Но я не читал Майн-Рида. Я читал расклеенные по улицам стихи Демьяна, знал их наизусть, и когда Тоська сдрейфил в бою со скаутами, мы долго называли его «Митькой-бегунцом». В Америку я не собирался.

Но я ничего этого не сказал скауту и ушел прочь.

Америка? Нет, мне незачем туда ехать!

Рассказывая потом Алеше о моей драке с бойскаутом, я добавил:

— А он в Америку уезжать собирается. Чуда-ак!

Алеша подозрительно насупил брови.

— Это он от рабочих убежать хочет, — догадался он. — Врет, собака, не убежит!

У него на все был готов убежденный ответ. Мотино излюбленное «чудеса-а» было чуждо и непонятно ему. В сложном и трудном мире он разбирался легко и уверенно: буржуи — сволочи, рабочие — наши.
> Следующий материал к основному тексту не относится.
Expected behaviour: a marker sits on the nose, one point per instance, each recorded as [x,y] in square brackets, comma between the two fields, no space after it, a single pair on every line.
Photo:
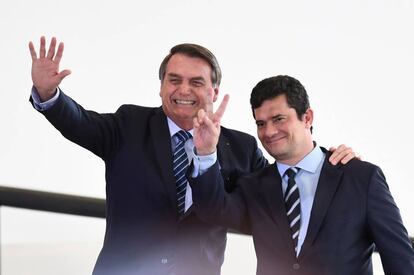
[270,130]
[185,89]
Алешин отец тоже работал на заводе, но это был совсем другой человек, чем Василий Павлович. Сутуловатый, тихий, удрученный нуждой, заботами и семейством, он чуждался митингов, собраний, партий.

К сыну он относился странно: словно стеснялся, может быть, даже боялся его.

— Ты бы, Алеша, дома посидел, — говорил он, как всегда, тихо, с пришептыванием. — Стреляют!

Алеша вскидывал упрямую голову, рука его уже лежала на дверной щеколде.

— Пойду. Не убьют! — И он широко, размашисто распахивал дверь, выходил на шаткое, скрипучее крыльцо и угрюмо осматривал улицу.

— От рабочих убежать хочет! — повторил он уверенно.

Развевались над зданиями трехцветные флаги. Застыл на железнодорожных путях броневик «Единая неделимая». Бряцая кривыми, в серебре, шашками, шли по тротуару дроздовские офицеры, а Алеша, насупив брови, снова повторял свое:

— Врет, собака! От нас никуда не уйдет!

Раньше, еще до революции, в горькие минуты похмелья или безработицы говорил мне отец ласково:

— А вот возьмем и уедем с тобой, Серега. У нас с тобой, брат, дядька есть. Богатый дядька. Мужик в Таврике. К нему поедем. Земля там хорошая! Таврическая…

А я смотрел, как тряслись его тощие руки, и знал, что никуда мы не уедем. Но, разыскав в школе на карте Таврию, долго смотрел на нее завистливо и безнадежно.

Откатились белые. Как мутный поток, поползли к морю, спешно, торопливо, в суете откатывались обозы, наскоро грабя и теряя награбленное.

Я ночевал у Вальки — окно выходило в магазин чистильщика сапог: вакса, щетки, шнурки.

Ночью, не разобравшись второпях, белые взломали дверь магазина. К нам отчетливо доносились голоса:

— Ну, что там? — резкий, командный.

— Так что вакса, вашблагородь!

— А, черт! Тащи ваксу, пригодится. Еще чего?

— Щетки, вашбродь!

— Бери и щетки!

И бежали, драпали, торопясь и сжигая за собою мосты, села и города.

Бородатые, в рваных, потных рубахах, входят в город красноармейцы. Переночуют — и дальше, вперед.

— Куда?

— На Таврию! На Крым!

Только пыль за ними вьется.

И я видел: Таврия — вот она, на этих сизых, пыльных штыках, близкая и простая.

Посреди площади поставили тумбу, на ней — большая карта. Красной ленточкой — путь красных.

Утром мы прибегали сюда. Глядели, толкаясь и мешая друг другу. За ночь ленточка продвинулась вперед: Ростов взят!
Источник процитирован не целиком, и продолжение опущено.